Selam
Mugalata sizinle ayrıştığımız en büyük hususlardan bir tanesi sadece bir beden üzerinden gitmenizdir.Ve bütün olarak değil de parça üzerinden tanımlamaktır.
Beyin'deki dalgalar sadece bir yönüdür.Akıl ve zihinle alakalı değildir.
Ve beyindeki dalgalar hususunda ise biraz içerisine alan şunu yukarıdaki sözünüze istinaden ifade etmek isterim.Yansıtan dış dünya değildir.Her şeyi siz nasılsanız o şekilde görürsünüz.Ne zaman zihinden bağımsızlaşırsınız! o zaman ol'duğu gibi gör'meye başlarsınız.
Ruhsal'dan kastınız zihinsel veya manevi ise inanın bunlar bunu karşılamıyor.Zihinsel,bilinçaltı,bilinç,kozmik bilinç vs. hepsi ayrı.Ruh ÜFLENME (verme değil) ise çok farklı.Bu Âdem olma ile alakalıdır.
Selametle...
dış dünya bize uyarıcılar gönderir. biz bunları gözümüzden, tenimizden, dilimizden, burnumuzdan, kulağımızdan beynimize aktarılan sinir sistemi ile alıp, beynimizdeki makro işlemci sayesinde görüntüye, temasa, tada, kokuya, sese çeviririz. aslında ne görüntü, ne dokunma, ne tad, ne koku, ne ses vardır. bu sadece beynimizin bu özelliği sayesindedir.
gördüğümüz aldatıcıdır. bütün maddeler atomlardan oluşur. atomlar ise büyük ölçüde bomboştur. her atomun içinde sadece bir çekirdek ve onun etrafında dönen elektronlar vardır. bunlar son hızla dönerler. yeryüzündeki tüm insanların bütün elektronları ve çekirdekleri toplamı bir kibrit kutusu kadar yer tutar.
temas ettiğimizi sanırız. aldatıcıdır. çünki bu parçacıklar bir başka atomun içine geçmez, birbirlerine değmezler. ama gözle görülemeyecek kadar küçük bir mesafeye gelinceye kadar birbirlerine yaklaşabilirler. dahası zaten temas ettiğimiz maddeler aldatıcıdır. buna biz kendimiz de dahiliz.

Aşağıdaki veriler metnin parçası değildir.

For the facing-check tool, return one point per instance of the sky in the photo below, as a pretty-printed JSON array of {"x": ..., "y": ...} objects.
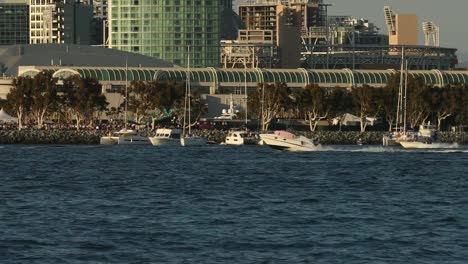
[{"x": 450, "y": 15}]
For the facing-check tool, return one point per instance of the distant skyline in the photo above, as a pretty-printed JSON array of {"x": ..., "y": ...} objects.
[{"x": 450, "y": 16}]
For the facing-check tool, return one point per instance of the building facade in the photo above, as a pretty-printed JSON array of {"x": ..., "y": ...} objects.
[
  {"x": 62, "y": 21},
  {"x": 14, "y": 22},
  {"x": 169, "y": 30}
]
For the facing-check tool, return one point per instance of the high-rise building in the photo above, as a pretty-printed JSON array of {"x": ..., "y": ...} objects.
[
  {"x": 14, "y": 22},
  {"x": 60, "y": 21},
  {"x": 402, "y": 28},
  {"x": 167, "y": 29}
]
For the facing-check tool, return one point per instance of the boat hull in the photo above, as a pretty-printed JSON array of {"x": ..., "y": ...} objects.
[
  {"x": 156, "y": 141},
  {"x": 281, "y": 143},
  {"x": 240, "y": 141},
  {"x": 107, "y": 140},
  {"x": 386, "y": 141},
  {"x": 193, "y": 141},
  {"x": 133, "y": 140},
  {"x": 124, "y": 140},
  {"x": 424, "y": 145}
]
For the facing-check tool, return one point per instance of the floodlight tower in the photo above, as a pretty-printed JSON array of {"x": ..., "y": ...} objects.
[
  {"x": 390, "y": 20},
  {"x": 431, "y": 30}
]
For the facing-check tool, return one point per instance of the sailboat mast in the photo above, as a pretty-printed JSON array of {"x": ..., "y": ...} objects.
[
  {"x": 126, "y": 93},
  {"x": 400, "y": 93},
  {"x": 188, "y": 90},
  {"x": 245, "y": 88},
  {"x": 406, "y": 92}
]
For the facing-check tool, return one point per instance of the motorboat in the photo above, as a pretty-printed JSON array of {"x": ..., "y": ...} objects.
[
  {"x": 124, "y": 137},
  {"x": 395, "y": 137},
  {"x": 192, "y": 140},
  {"x": 240, "y": 137},
  {"x": 425, "y": 138},
  {"x": 166, "y": 137},
  {"x": 284, "y": 140}
]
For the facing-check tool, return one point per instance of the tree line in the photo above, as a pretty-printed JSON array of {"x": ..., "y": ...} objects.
[
  {"x": 314, "y": 103},
  {"x": 81, "y": 100}
]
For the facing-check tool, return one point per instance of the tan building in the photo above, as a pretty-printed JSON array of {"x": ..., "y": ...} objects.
[
  {"x": 402, "y": 28},
  {"x": 268, "y": 26},
  {"x": 406, "y": 30}
]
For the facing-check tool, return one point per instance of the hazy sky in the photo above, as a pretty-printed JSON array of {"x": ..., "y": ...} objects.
[{"x": 450, "y": 15}]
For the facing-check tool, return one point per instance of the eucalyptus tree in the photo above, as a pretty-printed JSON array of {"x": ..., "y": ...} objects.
[
  {"x": 43, "y": 96},
  {"x": 366, "y": 104},
  {"x": 19, "y": 98},
  {"x": 141, "y": 97},
  {"x": 390, "y": 100},
  {"x": 84, "y": 98},
  {"x": 340, "y": 102},
  {"x": 445, "y": 102},
  {"x": 417, "y": 106},
  {"x": 315, "y": 104},
  {"x": 268, "y": 101},
  {"x": 168, "y": 97}
]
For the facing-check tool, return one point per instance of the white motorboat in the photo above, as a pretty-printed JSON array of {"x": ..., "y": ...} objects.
[
  {"x": 425, "y": 138},
  {"x": 166, "y": 137},
  {"x": 192, "y": 140},
  {"x": 284, "y": 140},
  {"x": 240, "y": 137},
  {"x": 124, "y": 137}
]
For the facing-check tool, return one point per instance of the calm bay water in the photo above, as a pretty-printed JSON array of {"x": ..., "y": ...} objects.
[{"x": 116, "y": 204}]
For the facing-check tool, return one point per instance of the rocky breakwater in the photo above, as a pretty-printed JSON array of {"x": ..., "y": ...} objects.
[{"x": 36, "y": 136}]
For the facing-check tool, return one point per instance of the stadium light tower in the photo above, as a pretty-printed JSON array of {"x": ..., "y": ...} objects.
[{"x": 431, "y": 31}]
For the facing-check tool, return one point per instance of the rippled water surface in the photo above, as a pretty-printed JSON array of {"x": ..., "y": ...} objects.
[{"x": 218, "y": 204}]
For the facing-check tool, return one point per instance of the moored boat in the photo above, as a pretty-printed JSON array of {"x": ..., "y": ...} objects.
[
  {"x": 166, "y": 137},
  {"x": 284, "y": 140},
  {"x": 241, "y": 137},
  {"x": 124, "y": 137}
]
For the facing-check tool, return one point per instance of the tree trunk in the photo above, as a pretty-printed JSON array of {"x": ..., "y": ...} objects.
[
  {"x": 441, "y": 117},
  {"x": 78, "y": 121},
  {"x": 363, "y": 123},
  {"x": 153, "y": 123},
  {"x": 19, "y": 114}
]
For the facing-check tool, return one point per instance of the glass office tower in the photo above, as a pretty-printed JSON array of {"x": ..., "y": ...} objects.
[
  {"x": 167, "y": 29},
  {"x": 14, "y": 22}
]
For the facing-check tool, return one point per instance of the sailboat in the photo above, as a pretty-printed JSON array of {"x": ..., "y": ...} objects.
[
  {"x": 125, "y": 136},
  {"x": 400, "y": 133},
  {"x": 188, "y": 139}
]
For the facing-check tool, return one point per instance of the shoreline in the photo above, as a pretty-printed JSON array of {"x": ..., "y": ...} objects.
[{"x": 92, "y": 137}]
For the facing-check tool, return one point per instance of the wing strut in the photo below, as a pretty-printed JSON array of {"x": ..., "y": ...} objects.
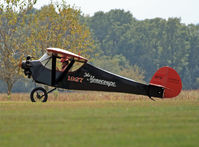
[
  {"x": 65, "y": 71},
  {"x": 53, "y": 72}
]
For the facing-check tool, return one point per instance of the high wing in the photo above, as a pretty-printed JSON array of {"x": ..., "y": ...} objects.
[{"x": 67, "y": 54}]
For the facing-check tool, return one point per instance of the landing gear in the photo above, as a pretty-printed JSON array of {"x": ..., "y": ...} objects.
[{"x": 39, "y": 94}]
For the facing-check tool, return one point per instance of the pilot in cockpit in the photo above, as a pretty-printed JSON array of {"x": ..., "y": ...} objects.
[{"x": 65, "y": 63}]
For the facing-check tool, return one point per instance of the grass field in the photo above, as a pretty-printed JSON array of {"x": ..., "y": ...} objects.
[{"x": 97, "y": 119}]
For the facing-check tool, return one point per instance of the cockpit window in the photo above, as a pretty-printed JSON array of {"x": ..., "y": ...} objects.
[
  {"x": 46, "y": 61},
  {"x": 76, "y": 66}
]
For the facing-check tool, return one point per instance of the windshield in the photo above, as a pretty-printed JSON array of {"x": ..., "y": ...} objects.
[{"x": 46, "y": 61}]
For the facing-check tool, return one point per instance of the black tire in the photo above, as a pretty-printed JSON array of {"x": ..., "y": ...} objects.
[{"x": 38, "y": 93}]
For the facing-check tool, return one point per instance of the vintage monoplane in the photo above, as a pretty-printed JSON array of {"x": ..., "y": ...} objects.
[{"x": 63, "y": 69}]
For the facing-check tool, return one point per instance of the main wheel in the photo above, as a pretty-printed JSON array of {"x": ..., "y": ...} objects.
[{"x": 38, "y": 94}]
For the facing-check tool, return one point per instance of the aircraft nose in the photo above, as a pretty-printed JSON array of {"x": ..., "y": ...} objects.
[{"x": 25, "y": 65}]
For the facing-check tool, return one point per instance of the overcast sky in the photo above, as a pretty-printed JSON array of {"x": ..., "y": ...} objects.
[{"x": 187, "y": 10}]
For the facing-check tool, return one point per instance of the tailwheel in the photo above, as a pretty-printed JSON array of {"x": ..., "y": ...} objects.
[{"x": 38, "y": 94}]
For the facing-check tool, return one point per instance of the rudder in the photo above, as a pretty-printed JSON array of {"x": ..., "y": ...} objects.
[{"x": 169, "y": 79}]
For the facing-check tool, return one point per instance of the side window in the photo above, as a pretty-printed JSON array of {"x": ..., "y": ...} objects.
[
  {"x": 76, "y": 66},
  {"x": 61, "y": 64},
  {"x": 46, "y": 61}
]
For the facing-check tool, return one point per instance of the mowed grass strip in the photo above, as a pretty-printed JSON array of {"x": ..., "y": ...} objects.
[{"x": 106, "y": 122}]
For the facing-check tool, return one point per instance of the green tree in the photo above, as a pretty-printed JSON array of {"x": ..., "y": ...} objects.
[
  {"x": 12, "y": 40},
  {"x": 59, "y": 26}
]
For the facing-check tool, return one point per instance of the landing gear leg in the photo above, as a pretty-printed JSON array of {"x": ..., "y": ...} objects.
[{"x": 39, "y": 94}]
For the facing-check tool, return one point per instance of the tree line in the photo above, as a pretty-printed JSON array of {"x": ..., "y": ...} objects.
[
  {"x": 149, "y": 44},
  {"x": 115, "y": 41}
]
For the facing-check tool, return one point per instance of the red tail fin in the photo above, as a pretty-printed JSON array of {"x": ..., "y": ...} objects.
[{"x": 169, "y": 79}]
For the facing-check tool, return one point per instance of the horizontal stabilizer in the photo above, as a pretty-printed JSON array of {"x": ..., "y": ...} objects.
[{"x": 169, "y": 79}]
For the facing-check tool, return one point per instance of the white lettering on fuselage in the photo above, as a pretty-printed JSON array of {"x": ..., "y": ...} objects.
[{"x": 94, "y": 80}]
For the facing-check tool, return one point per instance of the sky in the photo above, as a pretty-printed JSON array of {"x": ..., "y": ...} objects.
[{"x": 187, "y": 10}]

tad, koku, ses vb iin bunlar hep böyledir. aldatıcıdır. uzaklık ve zaman algımız da bunun gibi aldatıcıdır. böylece "o yalan dünya" sözlerinin özetlediği bir yere geliyoruz. neşet ertaş bunu çoktan söylemişti.
bunun dışında bir de ruh boyutu vardır ki, işte dış dünyanın bize gösterdiklerini algılayan, onu yorumlayan aslında o ruh olmalıdır. çünki beynimiz de dış dünyadan aldıkları kadar yalan. beynimiz de dış dünyanın bir parçası ve onunla aynı durumda.
sabah sabah fazla dağıldım ve konuyu dağıttım galiba. tiz edıms gelip, ortalığı iyice dağıta.